Aggregate volumes growth seems to be driven by light distillates, petrol and LPG. Upturn in the automobile industry, we reckon, is likely to have triggered higher consumption of petrol and diesel. Focused efforts by industry has led to LPG replacing kerosene, as domestic fuel of choice. LPG has been registering double digit growth over the past three years. Industry has introduced a 5 kg LPG cylinder to penetrate the rural market. The lubricants business, which is dependent on the automobile sector and contributes a larger share to operating profits, has registered an impressive 19% YoY growth in 1HFY03. We reckon, depressed airline industry, shift in domestic fuel preference and sluggish industrial growth is likely to have affected offtake of ATF, kerosene and heavy distillates respectively, which is likely to have affected domestic volumes. With improving marketing margins, volumes have been driven by products purchased for re-sale, which have increased 12.2% YoY in 2QFY03.

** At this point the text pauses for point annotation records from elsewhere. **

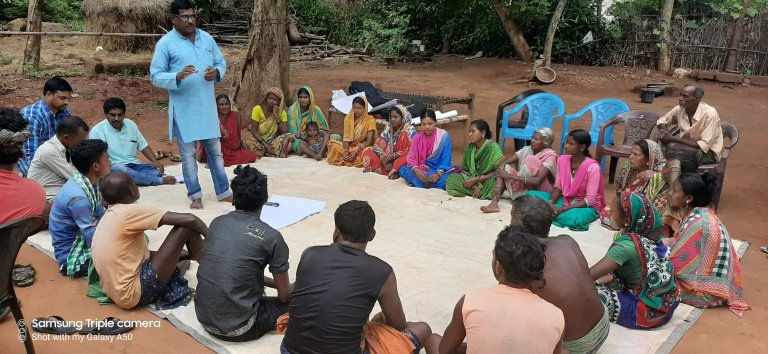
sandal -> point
(23, 275)
(108, 326)
(53, 325)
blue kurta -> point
(191, 100)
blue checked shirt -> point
(42, 126)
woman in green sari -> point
(478, 169)
(302, 111)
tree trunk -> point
(34, 24)
(271, 51)
(665, 63)
(551, 31)
(522, 49)
(735, 42)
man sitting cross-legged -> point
(77, 209)
(125, 139)
(508, 318)
(569, 285)
(230, 302)
(129, 273)
(52, 164)
(336, 288)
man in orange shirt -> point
(693, 127)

Blended realisations have incresed by an estimated 3.3% YoY in 2QFY03, which are likely to have been pulled down by ATF and heavy distillate prices due to considerable weakening in the global economy. Petrol and diesel prices rose by an estimated Rs 1.3/ litre and Rs 1.9/ litre during the quarter. We reckon, revision in the vehicular fuel prices is likely to have grossed BPCL an incremental Rs 4.2 bn for the concerned period. That said, raw material cost has spiraled, especially considering the 1.3% YoY decline in throughput, by 35% in 2QFY03. International crude oil prices (Brent blend), although rising over 2002, are higher by an average 6.1% over the same period last year. Considering the weak global economy and firm feedstock prices, we reckon, refining margins continue to remain thin while marketing margins are likely to have improved. Operating margins have been supported by inventory gains and provisions for reimbursement of subsidy against LPG and kerosene. In 2QFY03, BPCL has written off bad debts of Rs 834 m towards supply of naphtha to Nocil.

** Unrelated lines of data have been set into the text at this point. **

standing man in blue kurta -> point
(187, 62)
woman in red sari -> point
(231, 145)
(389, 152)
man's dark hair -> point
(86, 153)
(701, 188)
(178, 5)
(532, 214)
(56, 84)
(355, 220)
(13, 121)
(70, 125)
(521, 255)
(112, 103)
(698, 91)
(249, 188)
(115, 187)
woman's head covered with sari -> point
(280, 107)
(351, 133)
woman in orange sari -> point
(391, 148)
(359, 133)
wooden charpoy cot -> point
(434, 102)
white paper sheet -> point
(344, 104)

Interest expense has been declining over the past two quarters. The company could have taken advantage of softer interest rates by refinancing debt. Also, as mentioned in our 1QFY03 report, the company has received funds from the Government in lieu of LPG and kerosene subsidy. On pro-rata basis, estimated amount of funds received for first five months of FY03 was Rs 3.8 bn. Reimbursement of subsidy will have improved cash flows reducing working capital requirements. Depreciation charges, similar to 1QFY03, are higher due to increase in procurement of LPG cylinders. To put in perspective the rise in procurement, cylinder depreciation rate has been reduced from 100% to 80% from FY03.
At the end of first quarter, the BPCL scrip was quoting at Rs 297 on a multiple of 9.1x 1QFY03 annualised earnings. Currently, the scrip quotes at Rs 185 and is trading on a multiple of 4.9x 1HFY03 annualised earnings. Prior to build up of disinvestment expectations, BPCL historically traded in a band of 3x-6x earnings. We do not expect a sharp fall in international crude and petro prices therefore inventory gains are likely to accrue for rest of the year. Also, steady reimbursement of subsidy will support margins.